Wednesday, September 16, 2009

What do France and Bhutan have in common?

From ForeignPolicy.com. What do you think? Is it valid, good or reasonable to measure Gross National Happiness? Well-Being per Capita?

Nicolas Sarkozy's government is rolling out a "revolutionary" new economic indicator:

France plans to include happiness and well-being in its measurements of economic progress, French President Nicolas Sarkozy said Monday, beckoning other countries to join in a "revolution" in the way growth is tracked after the global economic crisis. [...]

France — whose growth has lagged its peers in recent decades according to standard measures — will also try to convince other governments to change their economic tracking, Sarkozy said

"A great revolution is waiting for us," he said. "For years, people said that finance was a formidable creator of wealth, only to discover one day that it accumulated so many risks that the world almost plunged into chaos."

"The crisis doesn't only make us free to imagine other models, another future, another world.

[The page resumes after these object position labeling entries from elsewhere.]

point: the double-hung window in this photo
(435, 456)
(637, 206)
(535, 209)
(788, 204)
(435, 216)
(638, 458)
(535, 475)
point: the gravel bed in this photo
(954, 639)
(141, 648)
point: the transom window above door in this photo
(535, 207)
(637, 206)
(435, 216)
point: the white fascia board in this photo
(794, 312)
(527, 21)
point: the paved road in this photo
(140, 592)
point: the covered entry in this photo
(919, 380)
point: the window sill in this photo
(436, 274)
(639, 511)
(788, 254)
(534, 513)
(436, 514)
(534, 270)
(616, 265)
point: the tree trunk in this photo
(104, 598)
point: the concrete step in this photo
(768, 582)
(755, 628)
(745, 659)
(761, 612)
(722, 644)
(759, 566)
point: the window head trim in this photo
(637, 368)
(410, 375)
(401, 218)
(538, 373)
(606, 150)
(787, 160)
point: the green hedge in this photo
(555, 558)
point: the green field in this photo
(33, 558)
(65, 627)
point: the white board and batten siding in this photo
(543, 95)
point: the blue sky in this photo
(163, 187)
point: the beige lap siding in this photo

It obliges us to do so," he said.

One minor quibble: Sarkozy should really give some credit to King Jigme Khesar Namgyel Wangchuck of Bhutan, the true pioneer of gross national happiness.

Skeptics can (and will) look at this new innovation as a ploy for France to "juke the stats," since its short workweek and social benefits look a lot more impressive than its GDP growth.

That aside, the transformation of Sarkozy's economic message has been pretty astounding. The president came to power promising privitization and economic modernization and was lambasted by French left-wingers for his attachment to "Anglo-Saxon" economic models. But since the economic crisis (and his own popularity crisis) he's made a habit of attacking the Anglo-Saxons for their free-market orthodoxy and consulting with market-skeptics Amartya Sen and Joseph Stiglitz on new economic indicators.

Where have you gone, Sarko l'Américain?